- IATA: ZDY; ICAO: OMDL;

Summary
- Airport type: Public
- Operator: Abu Dhabi Airports Company
- Serves: Dalma Island, UAE
- Focus city for: Rotana Jet;
- Time zone: UAE Standard Time (UTC+04:00)
- Elevation AMSL: 16 ft / 5 m
- Coordinates: 24°30′11″N 052°20′09″E﻿ / ﻿24.50306°N 52.33583°E

Map
- ZDY Location in the UAE

Runways
| Direction | Length |  | Surface |
| m | ft |
| 17/35 | 2,500 | 8,202 | Asphalt |
- Sources: Google Earth, Abu Dhabi Airports Company

= Dalma Airport =

Dalma Airport is a small airport serving Dalma Island, United Arab Emirates. It is capable of handling small and medium size aircraft, most of which shuttle workers and visitors between the island and other cities.

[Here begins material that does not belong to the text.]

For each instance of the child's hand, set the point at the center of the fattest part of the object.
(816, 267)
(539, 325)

==Airlines and destinations==

| Airlines | Destinations |
|---|---|
| Abu Dhabi Aviation | Abu Dhabi |
| Rotana Jet | Abu Dhabi |

==Accidents and incidents==
- On 15 May 1990, a twin engine Piper PA-31-310 Navajo aircraft following a cartography mission over the area crashed short of the runway on landing attempt. All four occupants were killed.